Pope: on Christmas Eve, let us think of suffering children, and of Bethlehem without peace
Vatican City (AsiaNews) - Peace in the Holy Land and children who suffer from violence, lack of love, and the exploitation of adults: on the night when God did not only "look down," but became a child, "made himself dependent and weak, in need of our love," Benedict XVI dedicated to them his reflections at the Mass for Christmas Eve.

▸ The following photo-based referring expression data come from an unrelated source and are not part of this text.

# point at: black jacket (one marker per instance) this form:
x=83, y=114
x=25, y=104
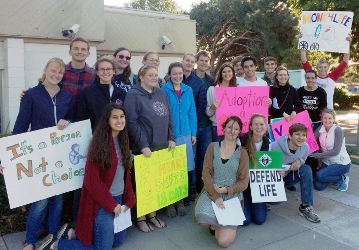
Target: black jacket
x=287, y=100
x=265, y=145
x=94, y=98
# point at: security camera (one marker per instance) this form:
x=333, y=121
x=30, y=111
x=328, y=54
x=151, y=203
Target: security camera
x=166, y=40
x=71, y=32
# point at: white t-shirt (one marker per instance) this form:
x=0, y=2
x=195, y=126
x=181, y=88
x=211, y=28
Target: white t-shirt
x=257, y=82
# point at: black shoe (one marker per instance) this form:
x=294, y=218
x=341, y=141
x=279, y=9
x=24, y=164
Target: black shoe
x=193, y=194
x=187, y=202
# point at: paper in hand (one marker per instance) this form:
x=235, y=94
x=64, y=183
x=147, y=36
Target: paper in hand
x=123, y=221
x=231, y=216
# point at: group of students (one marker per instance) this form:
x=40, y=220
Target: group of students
x=139, y=114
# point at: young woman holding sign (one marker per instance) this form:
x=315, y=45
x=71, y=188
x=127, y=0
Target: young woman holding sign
x=335, y=158
x=226, y=78
x=150, y=126
x=255, y=140
x=180, y=98
x=285, y=100
x=44, y=106
x=225, y=176
x=107, y=185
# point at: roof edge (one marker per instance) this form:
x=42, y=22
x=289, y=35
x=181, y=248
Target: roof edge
x=145, y=12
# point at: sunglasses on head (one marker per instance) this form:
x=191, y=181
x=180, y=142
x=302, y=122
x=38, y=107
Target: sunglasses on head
x=122, y=56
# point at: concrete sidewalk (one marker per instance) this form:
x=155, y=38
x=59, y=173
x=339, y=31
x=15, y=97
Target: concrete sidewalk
x=284, y=228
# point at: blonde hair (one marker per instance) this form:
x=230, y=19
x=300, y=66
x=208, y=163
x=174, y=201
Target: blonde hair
x=250, y=146
x=332, y=112
x=60, y=64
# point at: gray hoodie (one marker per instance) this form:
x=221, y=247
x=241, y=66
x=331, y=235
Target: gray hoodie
x=288, y=158
x=148, y=118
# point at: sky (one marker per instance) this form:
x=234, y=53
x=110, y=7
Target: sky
x=184, y=4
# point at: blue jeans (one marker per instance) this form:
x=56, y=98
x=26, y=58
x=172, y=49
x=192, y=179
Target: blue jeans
x=304, y=176
x=52, y=207
x=103, y=237
x=330, y=174
x=256, y=212
x=204, y=138
x=215, y=136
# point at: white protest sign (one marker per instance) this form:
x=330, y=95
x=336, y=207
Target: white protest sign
x=265, y=182
x=325, y=30
x=43, y=163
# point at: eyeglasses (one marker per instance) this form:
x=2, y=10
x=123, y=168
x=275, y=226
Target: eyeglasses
x=105, y=70
x=153, y=60
x=122, y=56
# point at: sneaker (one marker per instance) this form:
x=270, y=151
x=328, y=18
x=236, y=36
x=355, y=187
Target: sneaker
x=309, y=213
x=181, y=210
x=343, y=186
x=193, y=194
x=171, y=211
x=269, y=207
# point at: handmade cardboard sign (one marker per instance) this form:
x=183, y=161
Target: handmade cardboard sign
x=266, y=184
x=280, y=128
x=241, y=102
x=325, y=30
x=160, y=179
x=44, y=163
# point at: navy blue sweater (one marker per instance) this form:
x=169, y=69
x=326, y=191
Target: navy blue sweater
x=199, y=93
x=38, y=109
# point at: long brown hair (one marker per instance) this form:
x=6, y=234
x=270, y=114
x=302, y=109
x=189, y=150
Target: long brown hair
x=100, y=146
x=219, y=78
x=250, y=146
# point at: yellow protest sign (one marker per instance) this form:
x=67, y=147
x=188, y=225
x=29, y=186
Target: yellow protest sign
x=161, y=179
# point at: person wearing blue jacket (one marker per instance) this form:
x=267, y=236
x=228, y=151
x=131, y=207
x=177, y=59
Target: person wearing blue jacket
x=180, y=98
x=43, y=106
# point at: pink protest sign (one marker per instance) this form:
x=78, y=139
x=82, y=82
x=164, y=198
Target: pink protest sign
x=241, y=102
x=282, y=127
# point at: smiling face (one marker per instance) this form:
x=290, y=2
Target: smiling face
x=327, y=120
x=297, y=139
x=117, y=121
x=232, y=130
x=79, y=51
x=149, y=79
x=227, y=74
x=176, y=75
x=122, y=59
x=188, y=63
x=105, y=72
x=152, y=60
x=238, y=69
x=53, y=74
x=310, y=79
x=249, y=68
x=259, y=126
x=323, y=69
x=270, y=67
x=203, y=63
x=282, y=77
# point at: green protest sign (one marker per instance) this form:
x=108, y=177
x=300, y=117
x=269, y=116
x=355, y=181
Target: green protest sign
x=267, y=160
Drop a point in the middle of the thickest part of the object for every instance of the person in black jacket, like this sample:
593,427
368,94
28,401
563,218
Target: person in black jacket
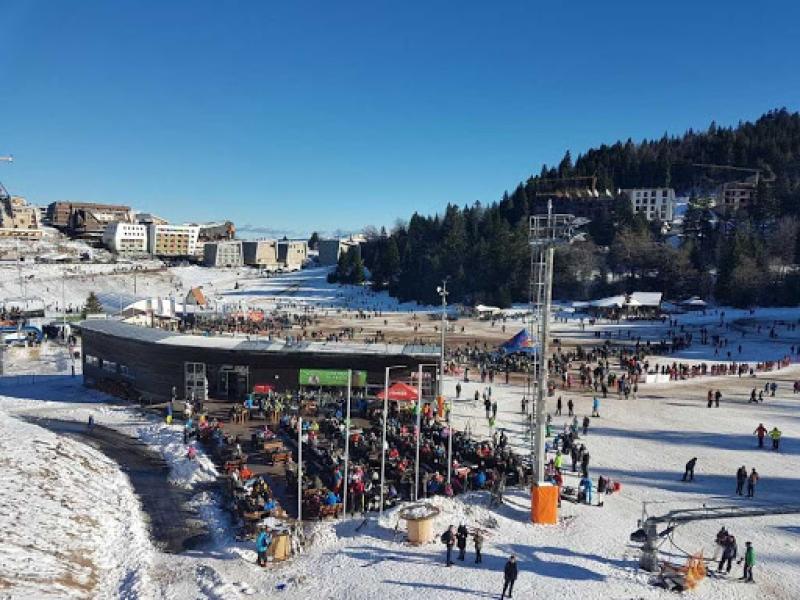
509,576
449,539
461,540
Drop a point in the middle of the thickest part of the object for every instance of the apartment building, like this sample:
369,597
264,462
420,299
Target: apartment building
223,254
18,218
127,239
656,204
172,240
261,253
734,195
292,253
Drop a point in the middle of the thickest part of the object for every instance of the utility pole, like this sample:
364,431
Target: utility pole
443,293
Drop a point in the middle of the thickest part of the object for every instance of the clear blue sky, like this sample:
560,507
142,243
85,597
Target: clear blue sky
297,115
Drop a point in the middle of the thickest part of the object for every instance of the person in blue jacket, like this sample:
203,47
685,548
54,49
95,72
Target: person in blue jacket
263,542
586,486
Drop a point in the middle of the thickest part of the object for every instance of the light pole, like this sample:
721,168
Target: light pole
443,293
546,232
385,420
419,425
346,444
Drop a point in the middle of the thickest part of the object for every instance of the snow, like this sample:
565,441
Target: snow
642,443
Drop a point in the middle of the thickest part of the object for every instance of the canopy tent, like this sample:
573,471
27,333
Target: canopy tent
400,391
522,342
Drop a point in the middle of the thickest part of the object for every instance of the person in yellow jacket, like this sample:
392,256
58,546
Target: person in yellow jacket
775,434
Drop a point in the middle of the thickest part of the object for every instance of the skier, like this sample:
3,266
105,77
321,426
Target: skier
461,540
741,477
688,475
749,562
751,483
449,539
775,434
729,552
760,431
510,573
477,537
263,542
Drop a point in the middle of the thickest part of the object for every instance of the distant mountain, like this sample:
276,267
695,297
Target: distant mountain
744,259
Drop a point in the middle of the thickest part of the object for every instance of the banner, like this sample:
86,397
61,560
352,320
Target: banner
331,378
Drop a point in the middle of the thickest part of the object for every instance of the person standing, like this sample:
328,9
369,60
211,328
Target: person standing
741,477
461,540
761,432
477,537
688,474
751,483
263,542
510,573
449,540
775,434
729,552
749,562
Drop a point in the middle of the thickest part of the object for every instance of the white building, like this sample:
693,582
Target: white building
223,254
125,238
172,240
657,204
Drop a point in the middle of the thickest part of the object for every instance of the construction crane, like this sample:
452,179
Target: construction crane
3,191
757,172
650,537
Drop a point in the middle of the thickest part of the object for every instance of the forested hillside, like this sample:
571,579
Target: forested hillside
742,259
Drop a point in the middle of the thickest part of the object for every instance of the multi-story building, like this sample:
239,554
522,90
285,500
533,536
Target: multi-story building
18,218
331,250
85,219
212,232
129,239
734,195
172,240
261,253
226,253
292,253
656,204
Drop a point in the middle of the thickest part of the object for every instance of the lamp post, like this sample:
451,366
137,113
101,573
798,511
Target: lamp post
346,444
419,425
443,293
546,232
385,420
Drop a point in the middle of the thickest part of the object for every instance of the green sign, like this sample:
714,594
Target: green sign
331,378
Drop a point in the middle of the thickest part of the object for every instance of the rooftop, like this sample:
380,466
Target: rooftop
252,342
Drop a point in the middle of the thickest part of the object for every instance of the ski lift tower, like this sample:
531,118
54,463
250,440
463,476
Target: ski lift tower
546,232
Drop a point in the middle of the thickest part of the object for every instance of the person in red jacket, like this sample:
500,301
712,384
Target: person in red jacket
761,432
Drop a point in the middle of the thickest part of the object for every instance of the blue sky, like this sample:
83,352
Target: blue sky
296,116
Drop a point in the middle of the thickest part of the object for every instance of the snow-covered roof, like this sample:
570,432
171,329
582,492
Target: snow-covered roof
636,299
252,343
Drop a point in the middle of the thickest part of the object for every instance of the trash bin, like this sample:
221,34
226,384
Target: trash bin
419,522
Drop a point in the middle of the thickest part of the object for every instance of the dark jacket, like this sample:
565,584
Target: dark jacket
511,571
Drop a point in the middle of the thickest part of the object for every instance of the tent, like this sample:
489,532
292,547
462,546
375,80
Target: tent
401,391
521,342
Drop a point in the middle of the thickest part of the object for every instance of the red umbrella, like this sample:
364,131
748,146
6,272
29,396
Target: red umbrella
401,391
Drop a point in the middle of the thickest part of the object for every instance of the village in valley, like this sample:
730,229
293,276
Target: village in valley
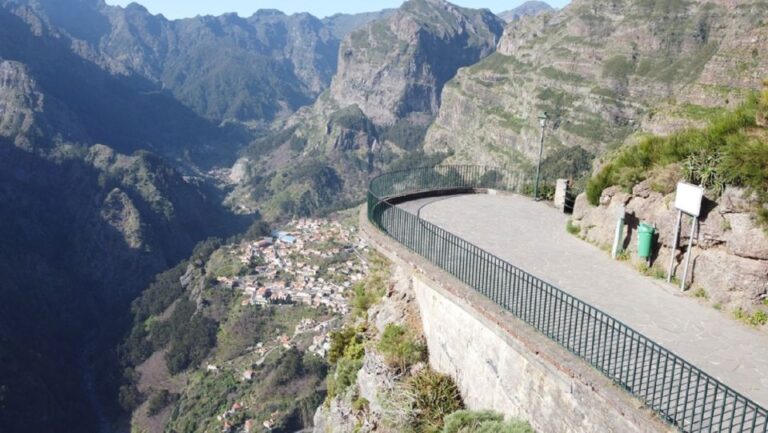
306,273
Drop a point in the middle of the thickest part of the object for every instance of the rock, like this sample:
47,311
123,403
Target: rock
643,189
239,170
550,61
613,195
713,230
746,239
728,278
733,200
374,380
581,207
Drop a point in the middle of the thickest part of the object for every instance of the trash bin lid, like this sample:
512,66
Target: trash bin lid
645,228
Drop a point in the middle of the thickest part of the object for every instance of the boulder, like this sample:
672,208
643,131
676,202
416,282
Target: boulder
580,207
745,237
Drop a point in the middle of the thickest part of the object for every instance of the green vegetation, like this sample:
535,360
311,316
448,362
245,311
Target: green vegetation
558,75
289,384
159,401
756,318
732,150
465,421
572,228
498,63
701,293
422,402
188,334
369,291
346,357
400,348
404,134
352,117
618,68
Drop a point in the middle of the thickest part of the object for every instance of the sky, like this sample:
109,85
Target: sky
321,8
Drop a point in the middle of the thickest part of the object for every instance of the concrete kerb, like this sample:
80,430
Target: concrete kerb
579,376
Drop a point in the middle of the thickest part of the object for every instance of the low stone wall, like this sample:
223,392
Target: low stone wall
730,255
502,364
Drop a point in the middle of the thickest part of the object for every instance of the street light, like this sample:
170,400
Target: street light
543,118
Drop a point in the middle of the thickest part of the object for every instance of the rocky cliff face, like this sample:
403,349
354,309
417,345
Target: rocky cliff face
84,229
384,96
526,9
602,70
729,261
225,67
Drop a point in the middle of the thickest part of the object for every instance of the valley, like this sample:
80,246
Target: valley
178,198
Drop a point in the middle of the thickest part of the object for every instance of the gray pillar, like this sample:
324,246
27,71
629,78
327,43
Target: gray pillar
561,189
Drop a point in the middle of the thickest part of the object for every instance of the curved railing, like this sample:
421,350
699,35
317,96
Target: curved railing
679,392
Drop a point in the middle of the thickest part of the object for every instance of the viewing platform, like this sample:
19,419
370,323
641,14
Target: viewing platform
532,236
696,368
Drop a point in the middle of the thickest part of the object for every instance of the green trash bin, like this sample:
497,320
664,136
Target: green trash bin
645,233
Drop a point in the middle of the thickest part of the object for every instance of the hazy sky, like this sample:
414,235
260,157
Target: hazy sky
320,8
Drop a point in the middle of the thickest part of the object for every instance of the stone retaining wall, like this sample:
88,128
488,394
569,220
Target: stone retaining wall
502,364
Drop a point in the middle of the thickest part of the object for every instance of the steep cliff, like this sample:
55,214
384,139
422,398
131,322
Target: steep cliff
84,229
526,9
385,94
602,70
225,67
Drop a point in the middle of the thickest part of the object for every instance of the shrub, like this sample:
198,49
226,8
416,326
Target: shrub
400,348
723,153
346,352
343,377
369,291
431,396
159,401
465,421
572,228
347,342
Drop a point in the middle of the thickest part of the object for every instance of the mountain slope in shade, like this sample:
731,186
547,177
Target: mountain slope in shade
225,67
84,229
603,71
526,9
383,97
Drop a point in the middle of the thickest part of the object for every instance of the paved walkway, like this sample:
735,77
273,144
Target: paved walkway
532,236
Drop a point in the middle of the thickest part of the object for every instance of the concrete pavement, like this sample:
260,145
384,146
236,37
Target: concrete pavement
532,236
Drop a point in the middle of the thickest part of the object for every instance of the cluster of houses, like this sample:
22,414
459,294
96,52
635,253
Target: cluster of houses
313,263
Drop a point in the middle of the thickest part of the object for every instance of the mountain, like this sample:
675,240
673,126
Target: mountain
341,25
383,97
603,71
222,68
526,9
86,225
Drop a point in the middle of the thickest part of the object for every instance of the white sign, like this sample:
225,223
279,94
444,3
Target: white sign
688,198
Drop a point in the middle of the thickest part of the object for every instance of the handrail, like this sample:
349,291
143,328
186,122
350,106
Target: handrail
682,394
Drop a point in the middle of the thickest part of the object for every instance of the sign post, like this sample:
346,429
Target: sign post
688,200
619,235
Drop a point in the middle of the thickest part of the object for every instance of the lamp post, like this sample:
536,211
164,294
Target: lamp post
543,118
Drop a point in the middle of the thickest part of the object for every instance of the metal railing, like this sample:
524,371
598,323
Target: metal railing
680,393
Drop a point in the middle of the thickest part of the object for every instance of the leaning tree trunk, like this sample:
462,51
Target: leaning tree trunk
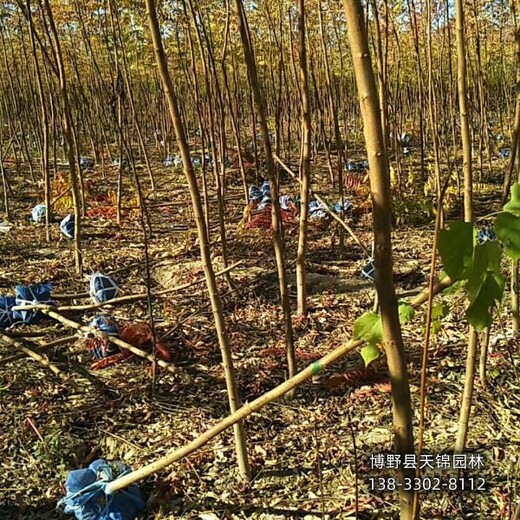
259,102
469,378
305,167
69,138
381,200
216,303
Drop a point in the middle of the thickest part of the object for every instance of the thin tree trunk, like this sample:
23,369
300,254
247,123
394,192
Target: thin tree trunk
381,197
216,303
69,138
305,167
259,101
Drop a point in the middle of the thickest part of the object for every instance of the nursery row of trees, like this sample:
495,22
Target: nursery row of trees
278,80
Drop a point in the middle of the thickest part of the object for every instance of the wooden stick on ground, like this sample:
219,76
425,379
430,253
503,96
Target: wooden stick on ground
119,342
325,207
247,409
42,348
239,415
34,355
122,299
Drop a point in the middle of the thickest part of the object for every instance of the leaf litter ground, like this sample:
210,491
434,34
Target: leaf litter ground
302,451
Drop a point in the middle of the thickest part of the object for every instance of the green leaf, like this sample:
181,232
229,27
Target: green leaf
492,290
369,353
406,312
440,310
369,327
507,227
456,249
436,327
454,288
513,206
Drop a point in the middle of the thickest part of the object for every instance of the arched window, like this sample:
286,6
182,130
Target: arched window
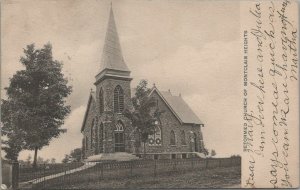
92,133
183,141
101,131
119,127
155,138
101,101
118,99
172,138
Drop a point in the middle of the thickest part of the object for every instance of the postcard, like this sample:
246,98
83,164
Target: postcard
100,94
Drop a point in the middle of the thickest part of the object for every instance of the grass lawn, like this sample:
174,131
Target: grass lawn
208,178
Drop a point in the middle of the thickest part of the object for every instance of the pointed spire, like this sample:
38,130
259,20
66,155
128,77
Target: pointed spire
112,57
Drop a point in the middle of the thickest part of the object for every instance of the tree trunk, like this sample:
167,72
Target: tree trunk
35,157
144,150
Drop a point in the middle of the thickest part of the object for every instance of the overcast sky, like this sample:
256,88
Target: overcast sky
190,47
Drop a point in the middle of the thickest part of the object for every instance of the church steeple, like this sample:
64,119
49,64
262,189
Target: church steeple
112,61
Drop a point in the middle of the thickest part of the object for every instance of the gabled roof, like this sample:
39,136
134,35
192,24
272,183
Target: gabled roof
91,97
112,57
179,107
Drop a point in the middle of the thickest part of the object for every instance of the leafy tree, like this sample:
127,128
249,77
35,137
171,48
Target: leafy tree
40,160
53,161
28,160
66,159
75,155
12,136
35,109
142,116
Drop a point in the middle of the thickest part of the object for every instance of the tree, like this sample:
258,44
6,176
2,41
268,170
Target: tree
213,153
66,159
28,160
12,136
75,155
35,109
40,160
142,116
53,161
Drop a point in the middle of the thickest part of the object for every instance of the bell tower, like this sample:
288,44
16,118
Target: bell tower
113,94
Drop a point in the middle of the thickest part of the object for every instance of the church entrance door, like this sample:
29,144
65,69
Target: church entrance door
119,138
193,142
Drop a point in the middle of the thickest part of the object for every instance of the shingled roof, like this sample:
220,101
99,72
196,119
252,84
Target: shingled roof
179,107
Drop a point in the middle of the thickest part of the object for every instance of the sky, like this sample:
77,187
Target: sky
190,47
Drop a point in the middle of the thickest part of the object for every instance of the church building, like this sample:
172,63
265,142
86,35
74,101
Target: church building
108,134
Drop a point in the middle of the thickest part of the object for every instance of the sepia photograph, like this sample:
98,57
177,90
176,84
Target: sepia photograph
101,94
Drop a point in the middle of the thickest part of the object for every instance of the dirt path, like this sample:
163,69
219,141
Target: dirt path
41,179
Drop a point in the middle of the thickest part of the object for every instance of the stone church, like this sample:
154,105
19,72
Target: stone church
108,135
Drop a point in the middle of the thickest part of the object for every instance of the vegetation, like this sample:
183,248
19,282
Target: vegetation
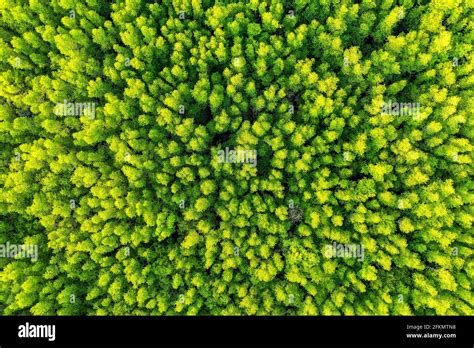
112,114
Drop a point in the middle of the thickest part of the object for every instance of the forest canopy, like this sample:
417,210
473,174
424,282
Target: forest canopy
187,157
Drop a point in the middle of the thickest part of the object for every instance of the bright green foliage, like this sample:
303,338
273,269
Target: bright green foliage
133,213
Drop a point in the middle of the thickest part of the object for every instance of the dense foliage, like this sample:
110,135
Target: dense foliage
132,210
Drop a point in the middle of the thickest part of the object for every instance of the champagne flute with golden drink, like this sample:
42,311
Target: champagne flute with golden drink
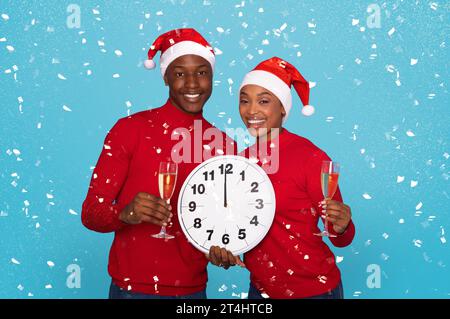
329,176
167,178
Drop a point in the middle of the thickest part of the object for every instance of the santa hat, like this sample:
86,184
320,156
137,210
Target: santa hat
277,76
176,43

"In every child," he said during the Mass celebrated in St. Peter's basilica, "we see something of the Child of Bethlehem. Every child asks for our love. This night, then, let us think especially of those children who are denied the love of their parents. Let us think of those street children who do not have the blessing of a family home, of those children who are brutally exploited as soldiers and made instruments of violence, instead of messengers of reconciliation and peace. Let us think of those children who are victims of the industry of pornography and every other appalling form of abuse, and thus are traumatized in the depths of their soul. The Child of Bethlehem summons us once again to do everything in our power to put an end to the suffering of these children; to do everything possible to make the light of Bethlehem touch the heart of every man and woman. Only through the conversion of hearts, only through a change in the depths of our hearts can the cause of all this evil be overcome, only thus can the power of the evil one be defeated. Only if people change will the world change; and in order to change, people need the light that comes from God, the light which so unexpectedly entered into our night."
"And speaking of the Child of Bethlehem," he continued, "let us think also of the place named Bethlehem, of the land in which Jesus lived, and which he loved so deeply. And let us pray that peace will be established there, that hatred and violence will cease. Let us pray for mutual understanding, that hearts will be opened, so that borders can be opened. Let us pray that peace will descend there, the peace of which the angels sang that night."
This, he had said moments earlier, is the night in which God "stoops down -he himself comes down as a child to the lowly stable, the symbol of all humanity’s neediness and forsakenness. God truly comes down. He becomes a child and puts himself in the state of complete dependence typical of a newborn child. The Creator who holds all things in his hands, on whom we all depend, makes himself small and in need of human love. God is in the stable."
Around him are the shepherds who, as Luke recounts, are "keeping watch." "This phrase reminds us of a central theme of Jesus’s message, which insistently bids us to keep watch, even to the Agony in the Garden - the command to stay awake, to recognize the Lord’s coming, and to be prepared. Here too the expression seems to imply more than simply being physically awake during the night hour. The shepherds were truly 'watchful' people, with a lively sense of God and of his closeness. They were waiting for God, and were not resigned to his apparent remoteness from their everyday lives. To a watchful heart, the news of great joy can be proclaimed: for you this night the Saviour is born. Only a watchful heart is able to believe the message. Only a watchful heart can instil the courage to set out to find God in the form of a baby in a stable. Let us ask the Lord to help us, too, to become a 'watchful' people."